Le Musée national de l’histoire de l’immigration s’intéresse à la question des mobilités dans un cadre qui n’est pas seulement économique ou politique, mais aussi civilisationnel.  L’exposition « Lieux saints partagés » met ainsi en lumière des circulations impliquant des hommes, des rites, des croyances et révèle des pratiques partagées qui se déploient dans des lieux chargés d’une forte sacralité. En passant par des lieux. Jérusalem d’abord, berceau des monothéismes marqué par l’exacerbation des frontières, et l’enchevêtrement des lieux saints. Pourtant, on y observe des formes de porosité interreligieuse. Et des îles comme Lampedusa (Italie), Djerba (Tunisie) qui sont propices aux interactions entre fidèles de religions différentes. « Lieux saints partagés » s’arrête également sur certaines grandes figures, des "bâtisseurs de paix" à l’instar de Louis Massignon fondateur du pèlerinage islamo-chrétien des Sept Dormants ou d’André Chouraqui (1917-2007), célèbre traducteur de la Bible et du Coran, maire de Jérusalem et qui a œuvré toute sa vie à la paix, au dépassement des clivages confessionnels en France, en Israël et dans le monde.

 

Comment abordez-vous de nouveau le mandat de Président du conseil d’orientation du Musée ?

Le dynamisme de ce musée repose sur l’intérêt et l’implication des nouvelles générations d’intellectuels et de chercheurs sur les questions migratoires. Nous avons récemment analysé le développement des recherches sur ces deux grands thèmes dans le rapport remis aux ministères de la Culture et de la Recherche en mars 2017, intitulé : « La recherche sur les migrations et l’immigration. Un état des lieux ». Cette génération de chercheurs montre un intérêt très fort pour la façon dont la société française s’est fabriquée à partir des migrations d’hier et d’aujourd’hui. Ainsi, il s’agit de dépasser le discours sur l’homogénéité nationale, et de solliciter d’autres récits et de diffuser d’autres savoirs pour mieux comprendre de tels processus de construction de la société. Face aux débats actuels, parfois violents et caricaturaux sur les migrations, sur la citoyenneté, sur le modèle de société, le musée joue son rôle de sélection et de diffusion des connaissances. Il n’offre pas seulement une plongée dans un passé rassurant ou naïf mais il permet de comprendre les troubles de la société d’aujourd’hui. Il s’agit pour ce musée d’être un véritable passeur de savoirs.

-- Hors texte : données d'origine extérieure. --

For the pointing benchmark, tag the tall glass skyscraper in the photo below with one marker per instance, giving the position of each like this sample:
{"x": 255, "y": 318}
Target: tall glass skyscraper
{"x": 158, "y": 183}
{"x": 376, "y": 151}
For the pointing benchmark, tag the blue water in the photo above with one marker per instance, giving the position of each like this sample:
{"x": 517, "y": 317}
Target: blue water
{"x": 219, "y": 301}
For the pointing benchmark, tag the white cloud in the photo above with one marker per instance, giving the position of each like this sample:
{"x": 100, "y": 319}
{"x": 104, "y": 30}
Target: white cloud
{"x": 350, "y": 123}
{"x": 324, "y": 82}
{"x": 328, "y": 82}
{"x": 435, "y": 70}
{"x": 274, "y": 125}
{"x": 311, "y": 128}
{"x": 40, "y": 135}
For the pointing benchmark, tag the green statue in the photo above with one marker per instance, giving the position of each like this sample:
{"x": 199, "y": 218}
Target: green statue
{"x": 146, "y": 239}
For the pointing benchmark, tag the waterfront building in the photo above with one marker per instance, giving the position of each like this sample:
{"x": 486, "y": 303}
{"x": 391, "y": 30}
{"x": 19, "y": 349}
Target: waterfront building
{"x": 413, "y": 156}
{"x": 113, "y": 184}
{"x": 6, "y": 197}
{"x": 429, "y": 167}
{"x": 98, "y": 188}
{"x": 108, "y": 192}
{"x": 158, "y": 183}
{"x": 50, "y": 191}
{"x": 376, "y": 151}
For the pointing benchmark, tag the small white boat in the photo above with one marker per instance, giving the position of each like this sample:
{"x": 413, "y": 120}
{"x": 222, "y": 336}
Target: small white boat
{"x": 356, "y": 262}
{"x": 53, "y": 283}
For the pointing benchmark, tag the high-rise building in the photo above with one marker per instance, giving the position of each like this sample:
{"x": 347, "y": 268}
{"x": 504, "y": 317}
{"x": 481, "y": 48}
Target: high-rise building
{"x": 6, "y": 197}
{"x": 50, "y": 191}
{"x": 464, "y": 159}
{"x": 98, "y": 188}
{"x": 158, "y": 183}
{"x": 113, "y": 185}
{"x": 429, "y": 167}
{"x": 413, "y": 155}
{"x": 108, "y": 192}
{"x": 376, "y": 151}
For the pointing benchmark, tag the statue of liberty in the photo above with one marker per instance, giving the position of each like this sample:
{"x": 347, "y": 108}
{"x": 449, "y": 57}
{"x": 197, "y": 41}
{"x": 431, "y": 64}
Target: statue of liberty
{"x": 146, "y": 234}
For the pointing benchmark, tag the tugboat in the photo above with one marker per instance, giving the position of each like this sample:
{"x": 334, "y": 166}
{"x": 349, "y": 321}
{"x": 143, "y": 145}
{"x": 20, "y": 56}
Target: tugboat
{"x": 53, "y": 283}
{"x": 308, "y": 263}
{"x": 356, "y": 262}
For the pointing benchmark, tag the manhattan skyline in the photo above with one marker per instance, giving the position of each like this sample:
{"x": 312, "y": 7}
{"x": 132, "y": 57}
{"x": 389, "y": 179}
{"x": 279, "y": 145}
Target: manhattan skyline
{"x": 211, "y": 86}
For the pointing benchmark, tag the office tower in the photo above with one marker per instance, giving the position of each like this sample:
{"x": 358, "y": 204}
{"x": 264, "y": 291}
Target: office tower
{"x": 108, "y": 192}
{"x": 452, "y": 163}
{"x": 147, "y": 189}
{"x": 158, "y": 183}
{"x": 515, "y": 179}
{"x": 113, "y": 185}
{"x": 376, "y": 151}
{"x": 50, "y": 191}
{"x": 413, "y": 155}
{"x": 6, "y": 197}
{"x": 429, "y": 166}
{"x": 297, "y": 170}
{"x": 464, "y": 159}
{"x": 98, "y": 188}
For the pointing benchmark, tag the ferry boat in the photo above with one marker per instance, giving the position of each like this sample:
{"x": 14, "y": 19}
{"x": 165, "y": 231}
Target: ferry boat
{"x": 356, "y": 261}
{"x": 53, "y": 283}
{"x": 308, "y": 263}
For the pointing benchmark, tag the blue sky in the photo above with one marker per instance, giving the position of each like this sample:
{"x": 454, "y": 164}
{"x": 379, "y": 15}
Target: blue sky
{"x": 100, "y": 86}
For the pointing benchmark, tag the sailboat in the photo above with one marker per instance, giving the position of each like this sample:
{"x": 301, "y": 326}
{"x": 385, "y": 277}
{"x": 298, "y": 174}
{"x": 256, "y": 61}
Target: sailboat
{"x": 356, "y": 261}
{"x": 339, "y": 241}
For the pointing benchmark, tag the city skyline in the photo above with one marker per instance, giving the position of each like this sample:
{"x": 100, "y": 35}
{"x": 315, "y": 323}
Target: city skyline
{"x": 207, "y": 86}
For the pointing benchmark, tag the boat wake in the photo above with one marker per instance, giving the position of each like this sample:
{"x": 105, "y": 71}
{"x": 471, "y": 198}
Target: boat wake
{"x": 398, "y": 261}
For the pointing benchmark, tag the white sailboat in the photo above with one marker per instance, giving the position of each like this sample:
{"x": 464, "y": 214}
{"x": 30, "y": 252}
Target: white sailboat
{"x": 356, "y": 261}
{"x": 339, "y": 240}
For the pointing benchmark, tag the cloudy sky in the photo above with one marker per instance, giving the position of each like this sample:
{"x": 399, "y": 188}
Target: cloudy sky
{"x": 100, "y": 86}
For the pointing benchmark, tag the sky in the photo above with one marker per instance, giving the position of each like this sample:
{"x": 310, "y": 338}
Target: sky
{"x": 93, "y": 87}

Ce faisant, le musée doit prendre en compte la révolution numérique dans la circulation des idées, identifier les nouveaux acteurs sur les territoires, et les nouveaux médias qui sont adaptés et utilisés par les publics, les jeunes notamment, pour servir de relais du musée dans les régions et les villes. Le musée doit être capable d’évoluer et de modifier de manière considérable sa façon d’écrire, de penser et de diffuser l’histoire de l’immigration.